Johanna d’Arc of Mongolia

Film
Titel Johanna d’Arc of Mongolia
Produktionsland Deutschland, Frankreich
Originalsprache Deutsch, Französisch, Mongolisch, Russisch
Erscheinungsjahr 1989
Länge 165 Minuten
Altersfreigabe
Stab
Regie Ulrike Ottinger
Drehbuch Ulrike Ottinger
Produktion Hans Kaden,
Ulrike Ottinger
Musik Wilhelm Dieter Siebert
Kamera Ulrike Ottinger
Schnitt Dörte Völz-Mammarella
Besetzung

Johanna d’Arc of Mongolia (englischer Titel: Joan of Arc of Mongolia) ist ein mehrsprachiger Film von Ulrike Ottinger. Der Film ist eine Genremischung aus ethnologischem Film und Spielfilm.

Handlung

Der Film spielt zunächst in der Transsibirischen Eisenbahn, wo sich die vier Protagonistinnen begegnen. Als Erste wird Lady Windmere eingeführt, eine in London ansässige, französischsprachige Privatgelehrte für Ethnologie, die einen eigenen, luxuriös ausgestatteten Waggon des Zuges bewohnt und für sich über alte Reiseberichte nach Sibirien philosophiert.

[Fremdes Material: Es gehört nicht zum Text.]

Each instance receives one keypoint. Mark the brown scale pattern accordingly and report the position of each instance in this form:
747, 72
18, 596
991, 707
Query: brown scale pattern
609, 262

Danach wird die deutsche Oberstudienrätin Frau Müller-Vohwinkel aus Bad Harzburg in ihrem Abteil gezeigt, wo sie sich selbst aus einem Baedeker-Reiseführer über den Bau der Transsib vorliest.

Fanny Ziegfeld, ein US-amerikanischer Musical-Star vom Broadway, ist in ihrem Liegeabteil vom ewigen Grün gelangweilt und singt auf Bitte von Ludmilla, der Abteilbedienung, die gerade Tee mit Rum bringt, das Lied „In The Green Valley“ aus ihrem Musical „Green Dreams“ (eine Anspielung auf „In The Valley“ gesungen von Judy Garland in The Harvey Girls) und erhält dafür auf ihre Bitte „süße, kalorienreiche Waffeln Marke Rotfront“.

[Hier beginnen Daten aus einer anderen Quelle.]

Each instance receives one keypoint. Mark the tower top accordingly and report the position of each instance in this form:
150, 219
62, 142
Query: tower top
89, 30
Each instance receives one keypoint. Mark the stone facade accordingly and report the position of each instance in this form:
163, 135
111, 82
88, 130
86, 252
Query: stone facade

Die letzte und jüngste Protagonistin, die schweigsam beobachtende Giovanna, reist als Rucksacktouristin auf Suche nach Erlebnissen in Holzklasse zusammen mit dem russischen und chinesischen Fahrgästen. Während diese sich mit ihrem Reiseproviant und den mitreisenden Tieren beschäftigen, liegt sie lethargisch auf einer Gepäckpritsche und hört Walkman, um sich vom Trubel abzuschotten. Ihr Name spielt auf die titelgebende Jeanne d’Arc an. Als sie beim abrupten Halt an einem kleinen russischen Bahnhof beinahe aus ihrer Pritsche fällt, wird sie von Lady Windmere entdeckt, die sich gerade auf einem forschenden Rundgang durch den Zug befindet und die sie mit einer mongolischen Prinzessin vergleicht. Begeistert von ihrer gelehrten Sprechweise lässt Giovanna sich gerne in das Zugrestaurant entführen.

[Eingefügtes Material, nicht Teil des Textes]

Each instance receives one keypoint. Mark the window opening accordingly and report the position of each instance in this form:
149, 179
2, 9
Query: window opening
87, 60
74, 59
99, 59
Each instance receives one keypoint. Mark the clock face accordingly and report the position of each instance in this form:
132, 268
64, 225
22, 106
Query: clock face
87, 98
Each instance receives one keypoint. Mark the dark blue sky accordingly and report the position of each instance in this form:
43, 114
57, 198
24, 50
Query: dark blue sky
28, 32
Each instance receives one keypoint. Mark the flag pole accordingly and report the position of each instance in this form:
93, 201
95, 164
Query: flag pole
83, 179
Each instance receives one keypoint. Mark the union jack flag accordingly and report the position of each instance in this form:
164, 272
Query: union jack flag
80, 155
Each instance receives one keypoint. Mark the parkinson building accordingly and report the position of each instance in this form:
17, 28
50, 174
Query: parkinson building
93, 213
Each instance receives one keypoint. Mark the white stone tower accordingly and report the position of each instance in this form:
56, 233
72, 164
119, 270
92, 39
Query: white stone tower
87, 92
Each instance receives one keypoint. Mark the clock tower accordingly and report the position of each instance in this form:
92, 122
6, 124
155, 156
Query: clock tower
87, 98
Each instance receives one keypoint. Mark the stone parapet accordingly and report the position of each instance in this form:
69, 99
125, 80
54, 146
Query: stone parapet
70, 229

Am Bahnhof spielt eine vierköpfige russische Damenband in Militäruniform.

Ferner reist der jiddisch-amerikanische Musicalstar Mickey Katz mit, der hier als verfressener, genusssüchtiger und tuntenhafter Lebemann mit großem Reichtum portraitiert wird. Er kauft am Bahnhof einem chinesischen Schamanen ein Wundermittel gegen seine Leiden ab.

Außerdem steigt der russische Offizier Alexander Boris Nikolaj Nikolajewitsch Murawjoff mit seinem Adjutanten Aljoscha zu und betreten das Abteil von Fanny Ziegfeld.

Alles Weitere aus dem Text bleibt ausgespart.